Intouchables.jpgIntouchables, film français de l’année 2011, est en passe, dit-on, de devenir un phénomène de société. Il faudra bien qu’un jour on définisse ce qu’est un phénomène de société à propos d’une production cinématographique, et à partir de quelle nombre d’entrées peut-on la qualifier ainsi. Mais là n’est pas mon sujet ; ce qui est intéressant, me semble-t-il, est de tenter de comprendre pourquoi un tel engouement. A l’évidence, il s’agit d’un film qui fait du bien, rafraîchissant. Et ce succès est d’autant plus fort que le rafraichissement a trait à une histoire en soi des plus dramatiques, celle d’un homme emprisonné dans son corps et veuf.
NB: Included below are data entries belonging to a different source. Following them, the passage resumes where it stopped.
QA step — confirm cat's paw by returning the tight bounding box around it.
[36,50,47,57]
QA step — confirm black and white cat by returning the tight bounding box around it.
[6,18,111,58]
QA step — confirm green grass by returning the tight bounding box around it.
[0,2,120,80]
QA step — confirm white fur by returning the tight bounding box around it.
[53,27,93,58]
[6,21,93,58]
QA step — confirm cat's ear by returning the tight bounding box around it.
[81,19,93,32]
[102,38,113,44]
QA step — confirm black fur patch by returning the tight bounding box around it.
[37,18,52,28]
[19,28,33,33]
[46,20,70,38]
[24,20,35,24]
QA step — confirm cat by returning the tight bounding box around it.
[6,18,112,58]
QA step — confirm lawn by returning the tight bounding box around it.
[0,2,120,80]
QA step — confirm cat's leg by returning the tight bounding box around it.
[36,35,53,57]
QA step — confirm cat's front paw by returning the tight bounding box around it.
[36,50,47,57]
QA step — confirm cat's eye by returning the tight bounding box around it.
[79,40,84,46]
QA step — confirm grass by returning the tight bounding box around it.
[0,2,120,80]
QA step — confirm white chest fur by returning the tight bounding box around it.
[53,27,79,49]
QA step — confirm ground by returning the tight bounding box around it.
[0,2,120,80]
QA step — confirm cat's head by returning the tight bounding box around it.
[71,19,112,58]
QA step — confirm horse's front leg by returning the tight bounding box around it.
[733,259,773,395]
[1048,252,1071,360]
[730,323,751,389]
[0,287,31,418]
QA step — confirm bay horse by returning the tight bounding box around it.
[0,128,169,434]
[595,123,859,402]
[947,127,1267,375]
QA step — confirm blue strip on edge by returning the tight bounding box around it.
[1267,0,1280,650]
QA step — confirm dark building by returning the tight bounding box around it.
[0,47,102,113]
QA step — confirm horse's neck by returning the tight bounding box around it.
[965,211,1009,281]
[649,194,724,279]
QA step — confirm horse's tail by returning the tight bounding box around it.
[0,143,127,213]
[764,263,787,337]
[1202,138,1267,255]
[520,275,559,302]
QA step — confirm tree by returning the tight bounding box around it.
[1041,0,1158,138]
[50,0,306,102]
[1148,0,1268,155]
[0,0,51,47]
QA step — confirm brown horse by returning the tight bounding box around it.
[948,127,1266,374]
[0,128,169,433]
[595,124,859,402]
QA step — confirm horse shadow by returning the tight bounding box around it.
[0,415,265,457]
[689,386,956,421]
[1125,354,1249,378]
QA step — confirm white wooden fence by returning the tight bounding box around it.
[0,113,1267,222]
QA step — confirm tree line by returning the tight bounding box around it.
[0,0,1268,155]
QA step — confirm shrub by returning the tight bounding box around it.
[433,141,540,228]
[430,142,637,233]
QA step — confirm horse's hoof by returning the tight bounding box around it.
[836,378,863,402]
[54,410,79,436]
L’amour et la première des libertés, se déplacer, lui sont interdits. Le handicap est si lourd que se donner la mort lui est impossible sans le concours d’autrui. Philippe, alias François Cluzet, parce qu’il s’agit de lui, est devenu un esprit pour survivre. On ne peut en effet imaginer faire la paix avec un corps défunt et pourtant si lourd, comme si de rien n’était, mais le considérer également comme un ennemi enverrait l’être tout entier dans une impasse insurmontable. Puis vient la rencontre avec Driss, incarné par Omar Sy, qui bientôt est à son service pour l’assister dans les fonctions essentielles permettant un minimum de vie sociale. Mais au-delà de la mécanique des corps, Driss permet à Philippe de retrouver sa dignité. Cette rencontre inespérée devient peu à peu une association harmonieuse, riche, entre le corps et l’esprit. Intouchables est un ainsi le film de la réconciliation du corps et de l’esprit. C’est peut-être aussi pour cela que le succès de ce film est si grand en célébrant l’être dans sa totalité, c’est-à-dire la vie. Intouchables est pour cette raison une œuvre qui nous concerne tous, y compris ceux qui la détesteront parce que populaire, y puisant tout de même un nouvel objet pour animer leur snobisme. Avec Intouchables, c’est comme si l’on savoure une bière rafraichissante sans que cela nous empêche d’apprécier par ailleurs un grand cru. Ne boudons pas alors notre plaisir. Garçon, une autre !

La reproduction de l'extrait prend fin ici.